People familiar with this story know that Mary’s grief evoked such sorrow in Jesus that He too, wept. A friend recently shared a fascinating theory that in that moment, Jesus was not just grieved by Mary’s sadness about her brother; He was likely also experiencing deep sadness about the fact that Mary had put her faith in Him, and she now felt that He had let her down.


Have you ever felt like Mary? Have you found yourself asking, "Where were you, Jesus?"

Take heart and remember that God did not create the world to have death and mourning and brokenness. He hates that we have fallen and now face unspeakable heartache and suffering in this lifetime. He grieves when we grieve and can’t stand to see our hope deferred.

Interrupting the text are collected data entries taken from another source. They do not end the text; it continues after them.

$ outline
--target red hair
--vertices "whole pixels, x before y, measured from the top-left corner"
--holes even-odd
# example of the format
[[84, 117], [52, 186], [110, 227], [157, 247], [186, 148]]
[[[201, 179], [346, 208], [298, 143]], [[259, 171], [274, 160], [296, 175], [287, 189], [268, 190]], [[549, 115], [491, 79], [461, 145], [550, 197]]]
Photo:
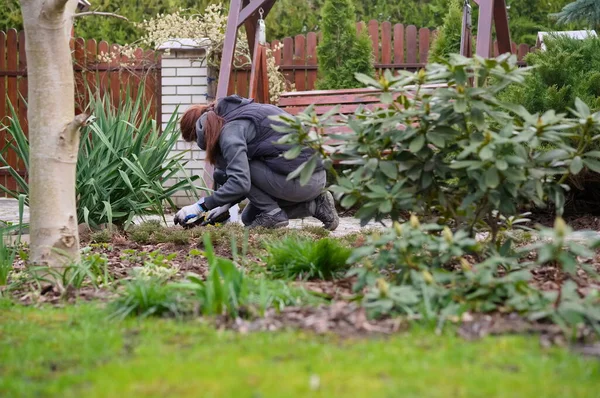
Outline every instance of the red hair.
[[210, 105], [192, 105], [181, 117], [179, 125], [181, 127], [181, 136], [187, 142], [196, 142], [196, 124], [198, 119], [206, 113], [204, 122], [204, 143], [206, 145], [206, 160], [210, 164], [215, 164], [219, 154], [219, 138], [225, 120], [215, 112], [215, 103]]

So if you find yourself stuck in a place of bitter frustration or despair, don’t be afraid to take those feelings to Jesus. Don’t shy away from asking Him the questions and giving Him the burdens He alone can answer and carry.


In His Sermon on the Mount, Jesus gave instructions on how we can make our prayers most effective: "Keep on asking, and you will receive what you ask for. Keep on seeking, and you will find. Keep on knocking, and the door will be opened to you" (Matthew 7:7).


When you feel Jesus has left you hanging, keep on asking. When you feel lost about the next step you should take, keep on seeking His presence.

Jesus finishes this thought by saying, "You parents – if your children ask for a loaf of bread, do you give them a stone instead? Or if they ask for a fish, do you give them a snake? Of course not! So if you sinful people know how to give good gifts to your children, how much more will your heavenly Father give good gifts to those who ask Him."


We must accept Jesus’ revelation about who the Father is, just like Uncle Rush did, in order to find the power to keep on searching for His goodness in every situation. God is a GOOD Father. When we ask for bread, He gives us bread! And this bread not only fulfills a need, it satisfies a deep longing in each of us for His perfect peace.

"I have told you these things, so that in me you may have peace. In this world you will have trouble. But take heart! I have overcome the world" (John 16:33).